China Jiliang University (China Institute of Metrology)
- Motto: 精思国计、细量民生
- Type: Public (National)
- Established: 1978
- President: 徐江荣
- Academic staff: about 1,400
- Students: 13,000
- Location: Hangzhou, Zhejiang Province, China
- Campus: Urban, about 2.5 km^{2};
- Website: cjlu.edu.cn (in Chinese) english.cjlu.edu

= China Jiliang University =

University in Hangzhou, China

China Jiliang University (中国计量大学) is a university in Hangzhou, Zhejiang Province that was founded in 1978.

CJLU, formerly the China Institute of Metrology, is the only university qualified to offer bachelor's and master's degrees in Quality Supervision, Inspection and Quarantine in China.

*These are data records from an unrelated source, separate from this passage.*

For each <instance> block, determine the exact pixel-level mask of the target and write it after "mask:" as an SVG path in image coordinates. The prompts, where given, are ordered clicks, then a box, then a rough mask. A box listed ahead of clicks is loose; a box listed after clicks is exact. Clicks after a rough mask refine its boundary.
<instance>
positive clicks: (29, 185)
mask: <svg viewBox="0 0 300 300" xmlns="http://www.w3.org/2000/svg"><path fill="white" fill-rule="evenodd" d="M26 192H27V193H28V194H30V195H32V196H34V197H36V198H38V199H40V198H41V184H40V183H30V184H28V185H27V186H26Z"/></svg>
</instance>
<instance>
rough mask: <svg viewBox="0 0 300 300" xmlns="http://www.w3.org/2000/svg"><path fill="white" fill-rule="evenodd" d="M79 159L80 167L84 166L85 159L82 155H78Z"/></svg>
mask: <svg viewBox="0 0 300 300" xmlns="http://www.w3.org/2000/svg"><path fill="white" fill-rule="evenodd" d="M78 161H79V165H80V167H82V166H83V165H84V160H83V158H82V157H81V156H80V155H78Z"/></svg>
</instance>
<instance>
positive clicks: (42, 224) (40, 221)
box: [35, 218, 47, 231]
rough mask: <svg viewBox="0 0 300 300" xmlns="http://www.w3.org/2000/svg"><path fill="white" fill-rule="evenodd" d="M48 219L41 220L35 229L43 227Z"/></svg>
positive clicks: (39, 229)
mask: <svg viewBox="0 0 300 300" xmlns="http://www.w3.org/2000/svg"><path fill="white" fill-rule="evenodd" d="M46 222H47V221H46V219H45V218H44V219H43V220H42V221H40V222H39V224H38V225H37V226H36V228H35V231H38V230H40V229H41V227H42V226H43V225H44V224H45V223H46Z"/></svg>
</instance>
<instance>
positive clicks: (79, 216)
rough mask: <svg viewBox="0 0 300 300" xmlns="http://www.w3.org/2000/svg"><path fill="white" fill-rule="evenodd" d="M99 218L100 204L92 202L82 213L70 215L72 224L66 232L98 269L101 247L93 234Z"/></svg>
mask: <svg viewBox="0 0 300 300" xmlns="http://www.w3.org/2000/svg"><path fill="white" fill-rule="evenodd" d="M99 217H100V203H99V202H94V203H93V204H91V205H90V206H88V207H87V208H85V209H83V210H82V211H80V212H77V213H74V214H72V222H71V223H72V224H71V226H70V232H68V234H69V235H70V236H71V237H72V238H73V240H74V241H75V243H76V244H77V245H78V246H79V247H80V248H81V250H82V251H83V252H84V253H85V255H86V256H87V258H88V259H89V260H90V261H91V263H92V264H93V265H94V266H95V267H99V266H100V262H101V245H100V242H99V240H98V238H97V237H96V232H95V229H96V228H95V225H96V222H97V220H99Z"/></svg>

CJLU is the only university in the world dedicated to metrology, standardization, quality supervision, inspection and quarantine. Its predecessor is Hangzhou Metrology School established in 1978 with the approval of the State Metrology Bureau of China. It was upgraded as China Institute of Metrology with the approval of the Ministry of Education of China in 1985. It was renamed as China Jiliang University in 2016. The People's Government of Zhejiang Province and the General Administration of Quality Supervision, Inspection and Quarantine of the People's Republic of China signed an agreement on joint construction of China Jiliang University in 2017. Prof. Song Mingshun is the president of the university.

CJLU is located in the city of Hangzhou, covering an area of 102.27 hectares. CJLU has 52 undergraduate programs, covering 9 discipline categories of engineering, science, management, law, literature, economics, medicine, agronomy and art, 7 master's degree programs of Level-1 disciplines, 25 master's degree programs of Level-2 disciplines, and 4 master of engineering programs. CJLU has 19 colleges (departments) and one independent college. With 15,116 undergraduates and 1,496 postgraduates studying full time on campus, and 5800 undergraduates in the independent college, CJLU has a faculty of 1,276, among whom 683 teachers are with senior professional titles and 92.7% with master's or doctor's degrees.

CJLU enrolls students nationwide, including first-tier students from 17 provinces, municipalities and autonomous regions to ensure high quality of enrollment. In the latest 5 years, the average employment rate of its graduates reached 97.36%, ranking high among all universities in Zhejiang Province. CJLU has established partnership with 46 universities and research institutes in such countries as the United States, the United Kingdom, Germany, France, Canada, Japan, the Republic of Korea, Australia and New Zealand.